Skip to content

Configuration

ftm-lakehouse can be configured via environment variables or YAML configuration files.

Environment Variables

Core Settings

Variable Description Default
LAKEHOUSE_URI Base path to lakehouse storage ./data
LAKEHOUSE_JOURNAL_URI SQLAlchemy URI for statement journal sqlite:///:memory:
LAKEHOUSE_ON_ZFS Enable ZFS dataset creation for local storage false
LAKEHOUSE_ZFS_POOL ZFS dataset path for the lakehouse root (e.g. zpools/tank/lakehouse) (required when ON_ZFS is enabled)
LAKEHOUSE_ZFS_SOCKET Unix socket path for remote ZFS operations (see ZFS Integration) (unset)
LAKEHOUSE_ZFS_OWNER uid:gid to chown new ZFS mountpoints to (see ZFS Integration) (unset -- no chown)
LAKEHOUSE_PUBLIC_URL_PREFIX Public URL prefix for blob URLs (supports {{ dataset }} Jinja-style template) (unset)
LAKEHOUSE_ARCHIVE_URL_EXPIRE Expiration for signed/tokenized archive URLs in seconds 900 (15 min)
LOG_LEVEL Logging level (DEBUG, INFO, WARNING, ERROR) INFO
DEBUG Enable debug mode false

Basic Usage

# Local filesystem
export LAKEHOUSE_URI=./my_lakehouse

# S3 storage
export LAKEHOUSE_URI=s3://my-bucket/lakehouse
export AWS_ACCESS_KEY_ID=your_key
export AWS_SECRET_ACCESS_KEY=your_secret

# With persistent journal (for production)
export LAKEHOUSE_JOURNAL_URI=postgresql://user:pass@localhost/journal

Dataset Configuration

Each dataset can have its own config.yml file that follows the ftmq.model.Dataset specification:

name: my_dataset  # also known as "foreign_id"
title: An Awesome Dataset
description: >
  A detailed description of this dataset,
  its sources, and contents.
updated_at: 2024-09-25
category: leak  # or: sanctions, pep, etc.
publisher:
  name: Data and Research Center – DARC
  url: https://dataresearchcenter.org

Storage Backends

Local Filesystem

export LAKEHOUSE_URI=/path/to/lakehouse

Amazon S3

export LAKEHOUSE_URI=s3://bucket-name/prefix
export AWS_ACCESS_KEY_ID=your_key
export AWS_SECRET_ACCESS_KEY=your_secret
export AWS_REGION=us-east-1

S3-Compatible (MinIO, etc.)

export LAKEHOUSE_URI=s3://bucket-name/prefix
export AWS_ACCESS_KEY_ID=your_key
export AWS_SECRET_ACCESS_KEY=your_secret
export AWS_ENDPOINT_URL=https://minlake.example.com

Google Cloud Storage

Requires extra install: pip install gcsfs

export LAKEHOUSE_URI=gs://bucket-name/prefix
export GOOGLE_APPLICATION_CREDENTIALS=/path/to/credentials.json

Azure Blob Storage

Requires extra install: pip install adlfs

export LAKEHOUSE_URI=az://container-name/prefix
export AZURE_STORAGE_ACCOUNT_NAME=your_account
export AZURE_STORAGE_ACCOUNT_KEY=your_key

Or using connection string:

export LAKEHOUSE_URI=az://container-name/prefix
export AZURE_STORAGE_CONNECTION_STRING="DefaultEndpointsProtocol=https;AccountName=...;AccountKey=...;EndpointSuffix=core.windows.net"

Or using SAS token:

export LAKEHOUSE_URI=az://container-name/prefix
export AZURE_STORAGE_ACCOUNT_NAME=your_account
export AZURE_STORAGE_SAS_TOKEN="?sv=2021-06-08&ss=b&srt=sco&sp=rwdlacyx..."

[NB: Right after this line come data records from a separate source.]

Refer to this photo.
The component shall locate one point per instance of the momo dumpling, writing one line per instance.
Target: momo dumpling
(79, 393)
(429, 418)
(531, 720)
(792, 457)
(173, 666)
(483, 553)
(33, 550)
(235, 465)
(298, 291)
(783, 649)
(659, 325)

Or using Azure AD / Service Principal:

export LAKEHOUSE_URI=az://container-name/prefix
export AZURE_STORAGE_ACCOUNT_NAME=your_account
export AZURE_STORAGE_TENANT_ID=your_tenant_id
export AZURE_STORAGE_CLIENT_ID=your_client_id
export AZURE_STORAGE_CLIENT_SECRET=your_client_secret

Journal Database

The statement journal buffers writes before flushing to Delta Lake storage. For production use, configure a persistent database:

SQLite (File-based)

export LAKEHOUSE_JOURNAL_URI=sqlite:///path/to/journal.db

PostgreSQL

export LAKEHOUSE_JOURNAL_URI=postgresql://user:password@host:5432/database

In-Memory (for debugging / testing)

export LAKEHOUSE_JOURNAL_URI=sqlite:///:memory:

Warning

The in-memory journal is lost when the process exits. Use a persistent database for production workloads.

Python Configuration

You can also configure programmatically:

from ftm_lakehouse import get_lakehouse, get_dataset

# Get lakehouse with custom URI
lake = get_lakehouse(uri="s3://my-bucket/lakehouse")

# Get dataset
dataset = lake.get_dataset("my_dataset")

Multi-Dataset Configuration

A lakehouse can contain multiple datasets, each with different configurations:

lakehouse/
  config.yml           # Catalog-level config
  dataset_a/
    config.yml         # Dataset A config
    archive/
    ...
  dataset_b/
    config.yml         # Dataset B config (could point to remote storage)
    ...

A dataset can reference remote storage while appearing in a local catalog:

# lakehouse/remote_dataset/config.yml
name: remote_dataset
title: Remote Dataset
# This dataset's data lives in S3
storage:
  uri: s3://remote-bucket/dataset

Catalog Configuration

The lakehouse itself can have a config.yml:

name: my-catalog
title: My Data Catalog
description: A collection of datasets
datasets:
  - name: dataset_a
  - name: dataset_b

The catalog index.json is automatically generated from dataset metadata.